The Army is working to flush toxic leaders from its ranks. A survey of more than 22,630 soldiers from the rank of E-5 through O-6 and Army civilians showed that roughly one in five sees his or her superior as “toxic and unethical,” while only 27 percent believe that their organization allows the frank and free flow of ideas.
“You could look at this and say 82 percent of Army leaders are doing good and great things, but our nature isn’t going to be congratulatory,” said Col. Thomas Guthrie, director of the Center for Army Leadership, which has conducted the Annual Survey of Army Leadership since 2005. “Eighteen percent is too high even if it is perceived. It’s trying to change those climates out there, those individual behaviors, that’s taking some time. We do have to invoke some change, and we have to look internally for that.”

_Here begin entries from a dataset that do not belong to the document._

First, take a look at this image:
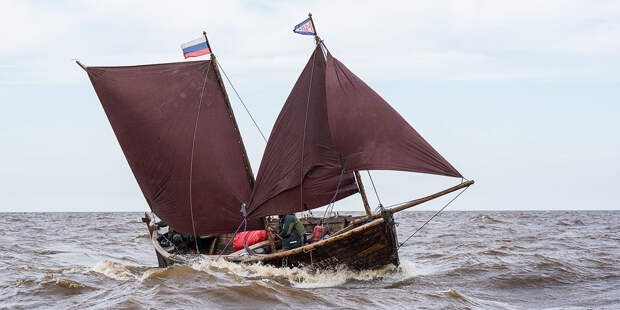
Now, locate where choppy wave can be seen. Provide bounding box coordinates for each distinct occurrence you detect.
[92,260,136,280]
[0,211,620,310]
[192,259,416,288]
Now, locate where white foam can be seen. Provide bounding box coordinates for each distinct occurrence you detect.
[191,259,417,288]
[93,260,136,280]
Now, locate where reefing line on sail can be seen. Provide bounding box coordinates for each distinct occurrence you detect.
[189,66,211,254]
[299,49,316,210]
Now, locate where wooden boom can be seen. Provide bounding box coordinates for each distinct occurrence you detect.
[334,180,475,235]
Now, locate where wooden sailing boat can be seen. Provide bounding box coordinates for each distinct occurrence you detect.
[80,16,473,269]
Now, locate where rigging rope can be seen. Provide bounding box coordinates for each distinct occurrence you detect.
[217,61,267,142]
[189,61,211,254]
[299,53,316,210]
[319,168,344,226]
[397,187,469,249]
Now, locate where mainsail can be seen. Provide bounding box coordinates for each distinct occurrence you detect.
[86,61,259,235]
[249,45,461,217]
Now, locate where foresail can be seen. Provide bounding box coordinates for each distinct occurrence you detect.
[249,48,357,217]
[325,53,461,177]
[249,47,461,217]
[87,61,258,234]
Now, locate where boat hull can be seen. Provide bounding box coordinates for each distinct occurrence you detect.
[143,215,399,270]
[227,218,399,270]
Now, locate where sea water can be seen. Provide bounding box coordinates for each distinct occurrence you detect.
[0,211,620,310]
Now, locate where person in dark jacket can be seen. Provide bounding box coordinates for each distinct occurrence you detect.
[280,214,306,250]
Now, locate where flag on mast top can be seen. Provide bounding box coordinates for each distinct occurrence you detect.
[181,36,211,59]
[293,17,316,36]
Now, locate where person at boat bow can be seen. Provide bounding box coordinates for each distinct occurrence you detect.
[279,214,306,249]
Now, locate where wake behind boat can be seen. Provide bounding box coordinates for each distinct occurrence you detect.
[80,16,474,269]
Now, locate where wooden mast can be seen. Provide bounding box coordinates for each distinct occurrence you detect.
[308,13,372,216]
[202,31,276,253]
[353,170,372,216]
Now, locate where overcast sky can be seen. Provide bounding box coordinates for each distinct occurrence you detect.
[0,0,620,211]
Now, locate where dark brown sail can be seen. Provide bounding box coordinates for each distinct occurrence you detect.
[87,61,257,234]
[250,46,461,217]
[325,53,462,177]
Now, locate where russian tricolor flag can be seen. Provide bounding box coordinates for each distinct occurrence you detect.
[181,37,211,59]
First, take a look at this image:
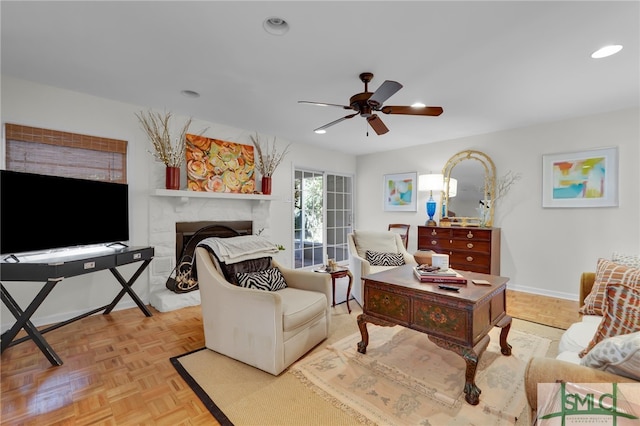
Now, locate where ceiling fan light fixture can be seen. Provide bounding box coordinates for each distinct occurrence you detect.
[180,90,200,98]
[262,16,289,35]
[591,44,622,59]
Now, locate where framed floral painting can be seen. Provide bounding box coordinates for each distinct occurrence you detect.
[186,134,256,194]
[383,172,418,212]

Everything communicates. The Army is transitioning from war fighting back to peacetime.
It’s military corporate wisdom that there are peacetime types and wartime types. Obviously there is lots of crossover (and people not good in either), but there are dudes who join the military who don’t do well in a peacetime military, who will have a hard time getting along with subordinates who have not done four deployments to Iraq and Afghanistan. The Peacetime types would think the wartime types are poor administrators and corner-cutters (toxic- unethical), etc.
A military staring at $500B (+?) in cuts has been oddly quiet.